FIGURAS DE CARTÓN CREADAS POR EL CAPITALISMO FEROZ

Mark Zuckerberg (1984), fundador de Facebook, controla el 30% de la compañía. 
 
Mark Zuckerberg (1984), fundador de Facebook, controla el 30% de la compañía

Lobos en chancletas.
La imagen 'cool' de los emprendedores digitales se evapora. Como en Wall Street, en Silicon Valley también hay excesos y, sobre todo, un capitalismo feroz.
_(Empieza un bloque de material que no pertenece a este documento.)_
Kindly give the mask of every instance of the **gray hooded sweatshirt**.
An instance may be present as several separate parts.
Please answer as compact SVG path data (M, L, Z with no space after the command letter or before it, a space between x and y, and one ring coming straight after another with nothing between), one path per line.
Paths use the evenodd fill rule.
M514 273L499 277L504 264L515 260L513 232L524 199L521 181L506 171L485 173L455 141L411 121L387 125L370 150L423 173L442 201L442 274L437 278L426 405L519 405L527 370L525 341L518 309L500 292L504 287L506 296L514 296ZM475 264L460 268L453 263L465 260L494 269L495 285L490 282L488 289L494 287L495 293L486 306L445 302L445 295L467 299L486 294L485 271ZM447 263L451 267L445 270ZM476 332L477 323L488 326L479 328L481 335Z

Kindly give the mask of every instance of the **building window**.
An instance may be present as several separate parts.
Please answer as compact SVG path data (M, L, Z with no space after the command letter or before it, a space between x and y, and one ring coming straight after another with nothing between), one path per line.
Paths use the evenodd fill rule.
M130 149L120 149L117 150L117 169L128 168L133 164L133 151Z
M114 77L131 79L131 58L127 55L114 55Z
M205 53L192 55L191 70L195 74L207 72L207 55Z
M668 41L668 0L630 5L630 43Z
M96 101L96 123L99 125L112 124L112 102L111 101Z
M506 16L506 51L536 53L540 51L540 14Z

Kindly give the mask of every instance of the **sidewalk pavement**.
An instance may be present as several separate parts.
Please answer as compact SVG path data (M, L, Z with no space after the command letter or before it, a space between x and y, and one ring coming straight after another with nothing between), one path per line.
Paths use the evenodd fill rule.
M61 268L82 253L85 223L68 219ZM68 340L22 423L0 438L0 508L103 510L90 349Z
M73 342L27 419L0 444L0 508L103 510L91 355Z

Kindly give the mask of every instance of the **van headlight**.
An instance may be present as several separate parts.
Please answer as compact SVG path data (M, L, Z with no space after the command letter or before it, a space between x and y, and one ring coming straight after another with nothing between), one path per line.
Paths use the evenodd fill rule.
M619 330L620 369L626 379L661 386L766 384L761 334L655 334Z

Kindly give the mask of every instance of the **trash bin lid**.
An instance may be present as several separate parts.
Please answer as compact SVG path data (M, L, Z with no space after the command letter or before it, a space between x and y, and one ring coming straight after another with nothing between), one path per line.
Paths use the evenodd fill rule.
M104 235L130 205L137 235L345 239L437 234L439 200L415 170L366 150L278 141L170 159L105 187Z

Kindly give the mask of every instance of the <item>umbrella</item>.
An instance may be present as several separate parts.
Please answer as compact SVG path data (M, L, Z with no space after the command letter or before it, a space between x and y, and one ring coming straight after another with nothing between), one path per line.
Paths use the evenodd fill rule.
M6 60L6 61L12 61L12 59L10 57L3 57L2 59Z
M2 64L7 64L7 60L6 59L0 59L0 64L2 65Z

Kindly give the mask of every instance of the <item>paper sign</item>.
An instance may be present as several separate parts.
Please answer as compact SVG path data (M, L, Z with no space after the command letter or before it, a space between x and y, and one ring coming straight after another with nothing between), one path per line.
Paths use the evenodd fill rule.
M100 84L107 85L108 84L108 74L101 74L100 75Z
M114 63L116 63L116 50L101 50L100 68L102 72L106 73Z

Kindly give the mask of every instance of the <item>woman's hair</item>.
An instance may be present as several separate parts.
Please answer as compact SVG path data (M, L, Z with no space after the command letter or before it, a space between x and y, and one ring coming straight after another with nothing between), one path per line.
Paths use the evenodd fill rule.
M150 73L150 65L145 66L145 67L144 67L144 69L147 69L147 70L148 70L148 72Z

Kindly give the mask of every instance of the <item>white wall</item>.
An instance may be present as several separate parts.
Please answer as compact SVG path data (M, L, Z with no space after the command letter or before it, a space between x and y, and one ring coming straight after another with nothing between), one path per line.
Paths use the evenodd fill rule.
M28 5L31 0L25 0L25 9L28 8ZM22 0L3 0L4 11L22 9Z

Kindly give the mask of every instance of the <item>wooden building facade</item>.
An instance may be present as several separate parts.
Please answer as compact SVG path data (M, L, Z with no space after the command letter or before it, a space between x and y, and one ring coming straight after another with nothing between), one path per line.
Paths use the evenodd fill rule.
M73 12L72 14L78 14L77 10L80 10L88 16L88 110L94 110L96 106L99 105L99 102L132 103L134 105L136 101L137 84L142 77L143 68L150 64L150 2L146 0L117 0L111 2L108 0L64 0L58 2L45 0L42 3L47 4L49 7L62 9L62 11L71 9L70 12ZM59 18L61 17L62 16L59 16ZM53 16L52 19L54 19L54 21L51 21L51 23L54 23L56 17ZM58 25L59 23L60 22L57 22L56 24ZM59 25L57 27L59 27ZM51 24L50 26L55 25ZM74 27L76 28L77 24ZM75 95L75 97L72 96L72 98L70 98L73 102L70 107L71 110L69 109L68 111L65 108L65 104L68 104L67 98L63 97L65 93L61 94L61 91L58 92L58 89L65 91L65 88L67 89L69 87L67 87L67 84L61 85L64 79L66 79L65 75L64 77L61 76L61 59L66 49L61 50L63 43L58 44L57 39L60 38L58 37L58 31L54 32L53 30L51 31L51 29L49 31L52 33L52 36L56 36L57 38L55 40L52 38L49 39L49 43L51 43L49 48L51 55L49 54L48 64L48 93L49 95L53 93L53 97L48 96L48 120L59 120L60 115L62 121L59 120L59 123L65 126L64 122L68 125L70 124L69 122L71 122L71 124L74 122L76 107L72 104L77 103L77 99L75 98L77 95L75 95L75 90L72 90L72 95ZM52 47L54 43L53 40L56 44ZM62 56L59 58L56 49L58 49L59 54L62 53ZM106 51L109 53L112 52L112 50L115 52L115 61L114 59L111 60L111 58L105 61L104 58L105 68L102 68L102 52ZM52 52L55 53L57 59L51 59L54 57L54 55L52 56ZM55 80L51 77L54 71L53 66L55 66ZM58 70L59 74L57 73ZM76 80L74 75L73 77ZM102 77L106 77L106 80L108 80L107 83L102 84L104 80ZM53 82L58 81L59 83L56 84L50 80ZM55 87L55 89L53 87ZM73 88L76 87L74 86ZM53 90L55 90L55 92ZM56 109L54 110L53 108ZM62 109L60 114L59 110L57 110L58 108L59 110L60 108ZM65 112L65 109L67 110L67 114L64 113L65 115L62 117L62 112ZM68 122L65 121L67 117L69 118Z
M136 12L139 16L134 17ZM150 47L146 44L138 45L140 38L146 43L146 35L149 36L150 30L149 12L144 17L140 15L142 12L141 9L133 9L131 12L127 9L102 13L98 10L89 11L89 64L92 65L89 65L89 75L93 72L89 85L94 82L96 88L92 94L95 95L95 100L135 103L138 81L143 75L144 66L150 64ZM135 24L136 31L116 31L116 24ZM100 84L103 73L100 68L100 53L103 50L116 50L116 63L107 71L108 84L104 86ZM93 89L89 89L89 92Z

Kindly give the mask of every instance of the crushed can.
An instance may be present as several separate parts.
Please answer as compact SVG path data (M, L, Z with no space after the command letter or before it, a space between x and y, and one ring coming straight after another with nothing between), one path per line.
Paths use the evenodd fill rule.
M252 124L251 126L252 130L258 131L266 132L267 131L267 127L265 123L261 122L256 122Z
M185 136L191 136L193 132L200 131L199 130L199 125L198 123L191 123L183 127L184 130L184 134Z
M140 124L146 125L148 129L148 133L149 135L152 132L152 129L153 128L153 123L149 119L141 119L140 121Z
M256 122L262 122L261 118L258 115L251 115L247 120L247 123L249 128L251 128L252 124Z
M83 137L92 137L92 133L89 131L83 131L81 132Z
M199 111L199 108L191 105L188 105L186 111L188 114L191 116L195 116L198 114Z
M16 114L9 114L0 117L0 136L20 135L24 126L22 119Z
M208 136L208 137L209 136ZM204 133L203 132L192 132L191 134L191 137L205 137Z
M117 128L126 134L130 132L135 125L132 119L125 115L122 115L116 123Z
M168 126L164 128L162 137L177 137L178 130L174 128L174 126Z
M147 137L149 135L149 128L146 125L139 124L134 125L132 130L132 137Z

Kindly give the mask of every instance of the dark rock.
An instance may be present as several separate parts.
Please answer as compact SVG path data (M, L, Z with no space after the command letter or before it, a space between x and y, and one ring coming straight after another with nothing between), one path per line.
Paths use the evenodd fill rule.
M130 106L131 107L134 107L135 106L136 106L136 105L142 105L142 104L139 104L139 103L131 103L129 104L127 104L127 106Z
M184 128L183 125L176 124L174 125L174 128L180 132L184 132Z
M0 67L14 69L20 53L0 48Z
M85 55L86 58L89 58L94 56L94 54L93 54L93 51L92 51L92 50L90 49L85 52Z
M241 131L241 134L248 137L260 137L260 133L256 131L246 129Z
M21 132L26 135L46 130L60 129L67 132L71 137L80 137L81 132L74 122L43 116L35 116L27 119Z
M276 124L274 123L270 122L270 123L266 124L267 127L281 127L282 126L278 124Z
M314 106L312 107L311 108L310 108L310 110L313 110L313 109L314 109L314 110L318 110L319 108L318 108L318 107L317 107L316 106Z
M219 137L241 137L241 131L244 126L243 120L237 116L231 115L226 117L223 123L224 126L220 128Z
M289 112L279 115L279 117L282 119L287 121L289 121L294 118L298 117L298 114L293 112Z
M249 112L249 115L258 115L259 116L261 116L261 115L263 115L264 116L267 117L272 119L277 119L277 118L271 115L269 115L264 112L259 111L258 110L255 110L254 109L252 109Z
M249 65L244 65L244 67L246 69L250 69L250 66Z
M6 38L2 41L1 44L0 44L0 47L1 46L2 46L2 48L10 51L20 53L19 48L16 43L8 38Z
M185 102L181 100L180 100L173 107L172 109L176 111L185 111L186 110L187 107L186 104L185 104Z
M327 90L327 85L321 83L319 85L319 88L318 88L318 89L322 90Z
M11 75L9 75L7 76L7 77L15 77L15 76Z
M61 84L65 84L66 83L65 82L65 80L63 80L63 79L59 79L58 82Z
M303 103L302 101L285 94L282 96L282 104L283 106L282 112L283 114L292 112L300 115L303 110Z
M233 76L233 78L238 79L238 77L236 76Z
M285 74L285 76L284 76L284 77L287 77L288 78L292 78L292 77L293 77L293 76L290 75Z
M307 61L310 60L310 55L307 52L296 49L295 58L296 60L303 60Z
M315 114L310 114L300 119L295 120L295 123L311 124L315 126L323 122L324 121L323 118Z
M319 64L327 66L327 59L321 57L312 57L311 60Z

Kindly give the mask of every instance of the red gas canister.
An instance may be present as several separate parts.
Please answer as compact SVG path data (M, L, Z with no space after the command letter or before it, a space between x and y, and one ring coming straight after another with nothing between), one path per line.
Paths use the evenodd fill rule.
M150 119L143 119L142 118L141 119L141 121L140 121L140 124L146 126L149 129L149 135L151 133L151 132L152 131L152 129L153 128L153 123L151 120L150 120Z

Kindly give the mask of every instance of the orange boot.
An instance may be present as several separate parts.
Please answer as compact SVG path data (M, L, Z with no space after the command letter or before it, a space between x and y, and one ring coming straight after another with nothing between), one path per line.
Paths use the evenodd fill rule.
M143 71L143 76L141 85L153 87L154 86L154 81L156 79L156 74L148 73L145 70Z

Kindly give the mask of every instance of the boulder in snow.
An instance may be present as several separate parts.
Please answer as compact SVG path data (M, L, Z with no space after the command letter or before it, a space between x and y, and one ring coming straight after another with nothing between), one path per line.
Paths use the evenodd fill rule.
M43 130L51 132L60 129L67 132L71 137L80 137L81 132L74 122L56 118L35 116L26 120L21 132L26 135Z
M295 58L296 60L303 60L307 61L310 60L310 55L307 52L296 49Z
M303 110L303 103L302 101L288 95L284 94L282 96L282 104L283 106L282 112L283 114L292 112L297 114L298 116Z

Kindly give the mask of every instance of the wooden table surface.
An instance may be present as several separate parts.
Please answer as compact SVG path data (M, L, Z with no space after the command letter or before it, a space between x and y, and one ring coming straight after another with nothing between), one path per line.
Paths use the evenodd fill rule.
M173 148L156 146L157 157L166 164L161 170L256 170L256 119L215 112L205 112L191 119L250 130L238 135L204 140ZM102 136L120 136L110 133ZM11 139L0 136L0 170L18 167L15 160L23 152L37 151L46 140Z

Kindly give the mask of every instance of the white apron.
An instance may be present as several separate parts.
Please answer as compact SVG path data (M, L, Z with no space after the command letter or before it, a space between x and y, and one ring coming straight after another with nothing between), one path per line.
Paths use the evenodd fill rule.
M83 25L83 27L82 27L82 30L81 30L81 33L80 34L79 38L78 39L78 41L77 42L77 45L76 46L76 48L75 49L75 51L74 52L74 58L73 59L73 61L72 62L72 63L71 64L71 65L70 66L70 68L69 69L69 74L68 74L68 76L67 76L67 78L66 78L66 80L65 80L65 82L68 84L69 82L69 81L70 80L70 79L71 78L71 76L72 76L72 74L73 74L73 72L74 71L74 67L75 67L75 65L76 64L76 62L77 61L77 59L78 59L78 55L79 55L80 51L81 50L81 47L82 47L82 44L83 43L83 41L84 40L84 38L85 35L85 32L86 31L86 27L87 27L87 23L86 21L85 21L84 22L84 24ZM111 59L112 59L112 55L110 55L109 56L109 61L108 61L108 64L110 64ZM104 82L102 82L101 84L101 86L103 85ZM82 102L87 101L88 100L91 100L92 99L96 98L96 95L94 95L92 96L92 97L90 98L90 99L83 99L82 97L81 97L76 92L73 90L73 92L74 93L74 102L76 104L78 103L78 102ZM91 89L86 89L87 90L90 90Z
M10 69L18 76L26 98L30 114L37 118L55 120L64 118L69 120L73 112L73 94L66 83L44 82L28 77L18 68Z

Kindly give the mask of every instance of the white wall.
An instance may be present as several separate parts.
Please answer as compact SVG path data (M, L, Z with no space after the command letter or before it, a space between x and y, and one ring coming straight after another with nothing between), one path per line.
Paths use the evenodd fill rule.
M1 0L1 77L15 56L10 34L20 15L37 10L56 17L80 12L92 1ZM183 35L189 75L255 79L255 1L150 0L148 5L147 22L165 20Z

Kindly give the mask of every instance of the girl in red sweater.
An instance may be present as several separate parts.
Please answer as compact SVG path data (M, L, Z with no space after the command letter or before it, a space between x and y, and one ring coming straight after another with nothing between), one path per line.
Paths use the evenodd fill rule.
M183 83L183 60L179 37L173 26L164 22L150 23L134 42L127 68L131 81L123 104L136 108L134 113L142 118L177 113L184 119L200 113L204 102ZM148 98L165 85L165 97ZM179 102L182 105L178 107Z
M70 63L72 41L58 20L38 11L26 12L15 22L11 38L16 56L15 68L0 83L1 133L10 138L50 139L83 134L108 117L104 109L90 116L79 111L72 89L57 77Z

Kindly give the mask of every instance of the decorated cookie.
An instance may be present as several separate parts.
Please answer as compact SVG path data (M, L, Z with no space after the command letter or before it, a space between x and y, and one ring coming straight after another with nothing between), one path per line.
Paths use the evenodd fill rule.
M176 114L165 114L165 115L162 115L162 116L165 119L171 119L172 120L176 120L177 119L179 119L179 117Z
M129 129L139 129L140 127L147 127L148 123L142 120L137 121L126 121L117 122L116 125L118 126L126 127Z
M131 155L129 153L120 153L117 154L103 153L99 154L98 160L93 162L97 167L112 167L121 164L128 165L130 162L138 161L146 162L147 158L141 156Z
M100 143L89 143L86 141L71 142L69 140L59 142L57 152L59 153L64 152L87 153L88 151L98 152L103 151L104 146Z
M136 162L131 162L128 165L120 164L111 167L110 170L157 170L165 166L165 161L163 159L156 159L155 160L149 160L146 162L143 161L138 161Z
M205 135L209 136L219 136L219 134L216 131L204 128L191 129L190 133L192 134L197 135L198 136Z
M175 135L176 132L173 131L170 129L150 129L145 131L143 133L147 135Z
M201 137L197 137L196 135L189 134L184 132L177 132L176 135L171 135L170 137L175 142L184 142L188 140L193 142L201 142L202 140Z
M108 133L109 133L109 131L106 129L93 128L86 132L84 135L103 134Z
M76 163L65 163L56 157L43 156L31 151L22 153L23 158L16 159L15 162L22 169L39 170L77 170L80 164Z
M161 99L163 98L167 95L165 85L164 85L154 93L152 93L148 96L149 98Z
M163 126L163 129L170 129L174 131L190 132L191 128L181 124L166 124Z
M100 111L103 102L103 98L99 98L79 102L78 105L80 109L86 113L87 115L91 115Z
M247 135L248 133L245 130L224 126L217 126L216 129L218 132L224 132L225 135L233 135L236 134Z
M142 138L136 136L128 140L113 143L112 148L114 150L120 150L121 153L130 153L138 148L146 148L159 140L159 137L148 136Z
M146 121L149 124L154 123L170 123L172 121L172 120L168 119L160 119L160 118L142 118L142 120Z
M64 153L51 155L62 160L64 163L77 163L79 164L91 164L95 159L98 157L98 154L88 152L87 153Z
Nick Bilton, periodista de The New York Times, se mudó a Silicon Valley en el 2011. El verano siguiente, en una de sus entradas en el blog sobre tecnología del diario, describió su visita a una de las fiestas de la industria. De temática selvática, entre los invitados había un tigre de 270 kilos enjaulado y un mono para hacerse fotos y colgarlas en Instagram.
Bilton mencionó otras citas, como la de un jefe de Google que llenó su jardín de nieve para celebrar la navidad a 20º C californianos, y otra que, con un coste estimado de un millón de dólares, organizó Sean Parker con modelos contratadas para caminar entre los invitados, y actuaciones de Snoop Dog y The Killers. «El dinero aquí es obsceno», escribía.
La comunidad tecnológica se le echó encima (y eso que acababa asegurando que, «una vez que eres capaz de superar la ostentación, puedes ver que hay un auténtico trabajo mágico»). Pero Bilton no fue el primero y ni mucho menos ha sido el último que ha empezado a mencionar excesos y a glosar más críticamente a una industria que, durante su boom en la última década, ha sido retratada con una visión en buena parte naíf.
Extremadamente secretistas
La mirada crítica a Silicon Valley va mucho más allá de cuestionar excesos como el cierre de playas, la flota de aviones privados que Google mantiene en el aeropuerto de San José, fiestas como las mencionadas o la boda el verano pasado de Parker (un acontecimiento con una factura que se calcula que superó los 10 millones de dólares y que, celebrada en un bosque, fue denunciada como un «desastre ecológico»).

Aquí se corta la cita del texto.